Calling All Physicians

The Obama administration's team held a conference call last night for interested physicians to help get us up-to-speed on all that is happening in health care reform. They agreed to try to answer questions by e-mail. While the call was a great idea -- to get us engaged and accurately informed on their policy recommendations to Congress -- it's tough to pull this kind of communication off well. The reforms proposed are overdue. IF, that is, Congress enacts them.

There really is a lot of BS (Blatant Scare-tactics) out there, but there is also a lot of concern over the deals that insurance, hospitals, and others have cut with the Administration to be supposedly immune to further injury: the deals are in favor of those industries and won't create the "bending the cost curve" savings needed to pay for expanded access (emperor's clothes are missing).

Doctors may be the only low-hanging fruit left to prune. The WH staff are not into that tactic, but are they boxed in if Congress moves in that direction? I think those who didn't e-mail in their questions in time last night were shouting those kinds of futile concerns on the call. Nobody heard them.
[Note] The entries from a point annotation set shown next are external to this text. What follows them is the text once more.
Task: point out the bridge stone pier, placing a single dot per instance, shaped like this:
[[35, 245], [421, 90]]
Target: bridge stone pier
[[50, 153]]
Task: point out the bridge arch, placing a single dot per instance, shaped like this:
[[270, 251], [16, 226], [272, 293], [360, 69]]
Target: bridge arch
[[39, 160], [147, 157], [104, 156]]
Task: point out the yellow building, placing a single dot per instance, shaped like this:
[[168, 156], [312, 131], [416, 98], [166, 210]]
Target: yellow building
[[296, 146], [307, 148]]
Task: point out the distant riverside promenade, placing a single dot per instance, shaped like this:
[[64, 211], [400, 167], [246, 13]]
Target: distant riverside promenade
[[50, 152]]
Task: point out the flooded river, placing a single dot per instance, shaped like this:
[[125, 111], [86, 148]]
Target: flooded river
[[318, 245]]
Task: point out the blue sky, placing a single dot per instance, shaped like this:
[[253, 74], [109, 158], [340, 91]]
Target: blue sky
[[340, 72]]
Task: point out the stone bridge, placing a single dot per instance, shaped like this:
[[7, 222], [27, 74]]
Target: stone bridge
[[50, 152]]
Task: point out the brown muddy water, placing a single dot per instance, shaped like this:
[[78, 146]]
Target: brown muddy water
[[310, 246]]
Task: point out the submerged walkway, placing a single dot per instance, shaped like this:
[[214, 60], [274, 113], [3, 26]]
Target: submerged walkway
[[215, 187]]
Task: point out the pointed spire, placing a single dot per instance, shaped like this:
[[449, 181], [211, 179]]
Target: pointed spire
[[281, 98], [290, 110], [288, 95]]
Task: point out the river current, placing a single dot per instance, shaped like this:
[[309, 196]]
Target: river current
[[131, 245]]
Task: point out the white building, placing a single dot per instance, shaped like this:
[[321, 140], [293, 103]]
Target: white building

However, I think that many physicians -- such as our members, and oncologists, nephrologists and other specialists who got the short straws in the absurdly unscientific 2010 Physician Fee Schedule proposal -- are so focused on protecting their practice viability by opposing the proposed rule that there’s no time or energy left over to focus on the critically important issues of health reform. That's worrisome. 

Think of my wistful but sincere Kennedy tribute. We're going to get something in a health reform bill -- and it is needed. But what will we get?

The insurance industry will come out OK, I suspect. We're generally helping them by our expressing with them our misgivings about a public plan. But is insurance helping us? Duh (they're very busy right now).

The semi-tragic reality is the President and his Administration really DOES want to empower us. They sincerely acknowledge how important the contributions of physicians and other health care practitioners are to meaningful reform. I believe them on this. They see why that IS important to patients and the future. But I don't see it happening in what's in the bills so far. And the massive donations to Congress of the other constituencies (we tend to be loud but cheap) bother me in terms of what Congress will actually do. The call was a nice gesture. But we still have our work to do! The fall will pass quickly and then the winter approaches. It's almost pruning time.